Come ho sempre detto, fossi presidente della Fifa la prima cosa che farei è mettere vincoli alle commissioni dei procuratori: ormai stiamo arrivando al punto che i club devono in pratica ricomprare continuamente i loro giocatori. Non esiste una roba del genere.


----------



## rossonero71 (8 Ottobre 2021)

SoloMVB ha scritto:


> E anche stavolta il Milan non replichera' in alcun modo,mi basta che a giugno a Casa Milan vengano stracciati anche i documenti che riportano la sua firma,niente deve rimanere che ha o abbia avuto a che fare con lui,compresi ovviamente i 2 che sono in rosa.


Non si scappa, si vedono anche da queste cose il polso di una società.


----------



## mandraghe (8 Ottobre 2021)

Hellscream ha scritto:


> Dalle pagine del Corriere dello Sport in edicola oggi 8 Ottobre, Mino Raiola tuona contro il Milan ed i suoi tifosi sui fischi a Donnarumma. "Indegni, ed il Milan sempre muto."
> 
> *Tutte le dichiarazioni di Raiola:"Sono disgustato dai fischi a Gigio, e adesso mi chiedo perché il Milan non sia intervenuto ufficialmente per prendere le distanze dalla contestazione, per difenderlo in qualche modo, dopo che su un ponte di Milano è comparso quell’ignobile striscione.
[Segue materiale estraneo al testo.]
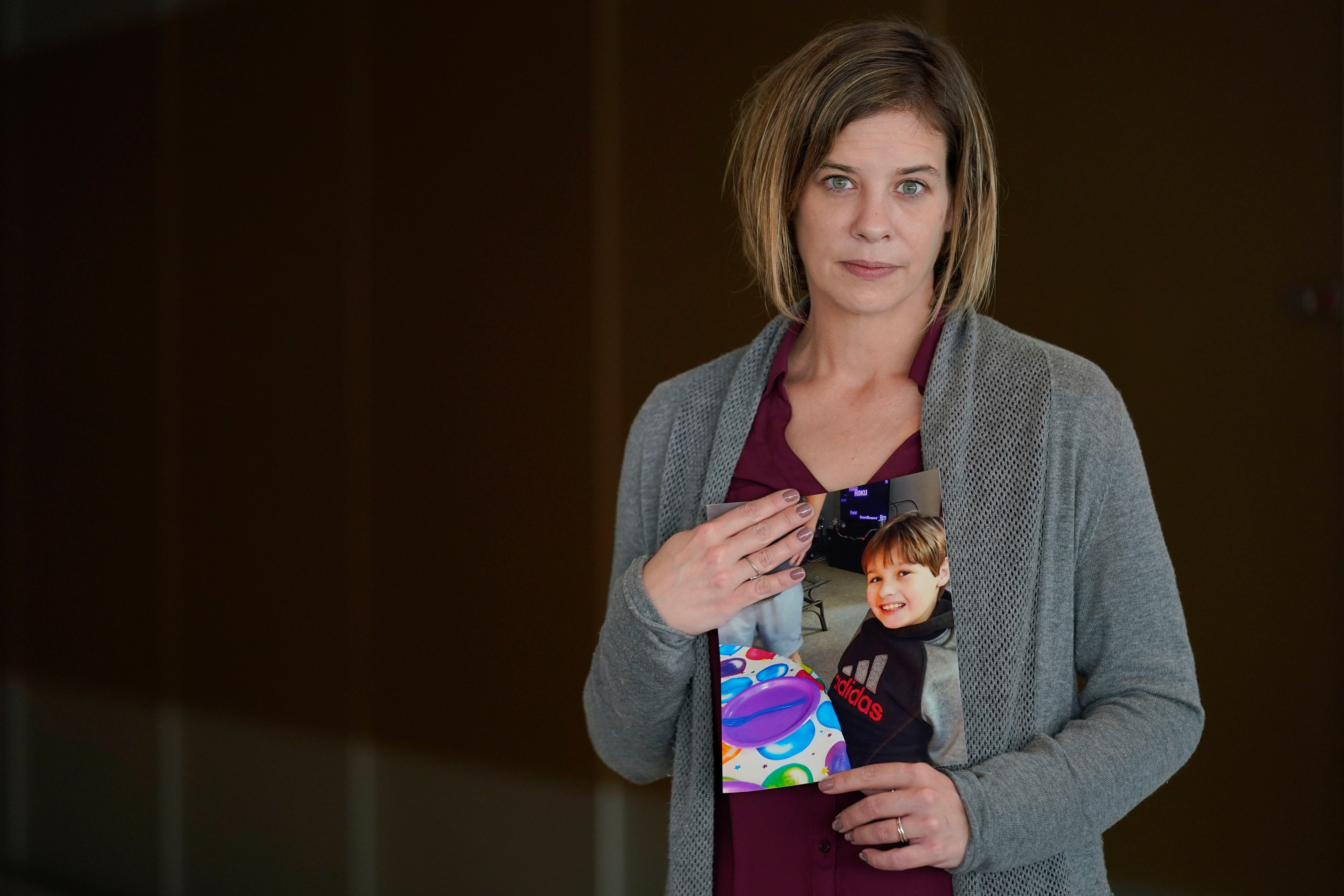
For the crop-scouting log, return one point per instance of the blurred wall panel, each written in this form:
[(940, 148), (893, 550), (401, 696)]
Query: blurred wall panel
[(1172, 171), (482, 480), (263, 343), (81, 499), (86, 299)]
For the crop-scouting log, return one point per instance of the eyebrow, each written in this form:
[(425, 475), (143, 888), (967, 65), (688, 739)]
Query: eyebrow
[(904, 172)]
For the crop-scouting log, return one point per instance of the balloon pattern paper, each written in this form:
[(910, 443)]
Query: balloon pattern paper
[(779, 726)]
Vogliamo parlare delle minacce? Ha per caso ammazzato qualcuno? Non mi risulta. La verità è che il Milan non ha saputo o potuto tenerlo, non fa molta differenza... Prova a chiedere a chiunque, se padre, cosa avrebbe consigliato al proprio figlio: restare al Milan o andare al Paris Saint Germain?”.
> 
> ...


.


----------



## davidelynch (8 Ottobre 2021)

Hellscream ha scritto:


> Dalle pagine del Corriere dello Sport in edicola oggi 8 Ottobre, Mino Raiola tuona contro il Milan ed i suoi tifosi sui fischi a Donnarumma. "Indegni, ed il Milan sempre muto."
> 
> *Tutte le dichiarazioni di Raiola:"Sono disgustato dai fischi a Gigio, e adesso mi chiedo perché il Milan non sia intervenuto ufficialmente per prendere le distanze dalla contestazione, per difenderlo in qualche modo, dopo che su un ponte di Milano è comparso quell’ignobile striscione. Vogliamo parlare delle minacce? Ha per caso ammazzato qualcuno? Non mi risulta. La verità è che il Milan non ha saputo o potuto tenerlo, non fa molta differenza... Prova a chiedere a chiunque, se padre, cosa avrebbe consigliato al proprio figlio: restare al Milan o andare al Paris Saint Germain?”.
> 
> ...


Occhi aperti quando giri per Milano maiale.


----------



## Buciadignho (8 Ottobre 2021)

mandraghe ha scritto:


> Ah con me sfondi una porta aperta. Lo dico da anni che i procuratori sono il male del calcio, dei parassiti che drenano risorse senza apportare nulla. Pensi che un Halaand o un Mbappé siano emersi grazie ai procuratori? Chi è forte emergerà comunque. Anzi spesso i procuratori riescono a piazzare dei bidoni in grandi club facendogli buttare via soldi.
> 
> Che poi la roba assurda è che un mediatore dovrebbe farti spendere di meno in cambio di una commissione. Invece i club spendono di più e devono anche foraggiare i mediatori. Una roba che non accade in nessun altro settore economico. Cornuti e mazziati.
> 
> Come ho sempre detto, fossi presidente della Fifa la prima cosa che farei è mettere vincoli alle commissioni dei procuratori: ormai stiamo arrivando al punto che i club devono in pratica ricomprare continuamente i loro giocatori. Non esiste una roba del genere.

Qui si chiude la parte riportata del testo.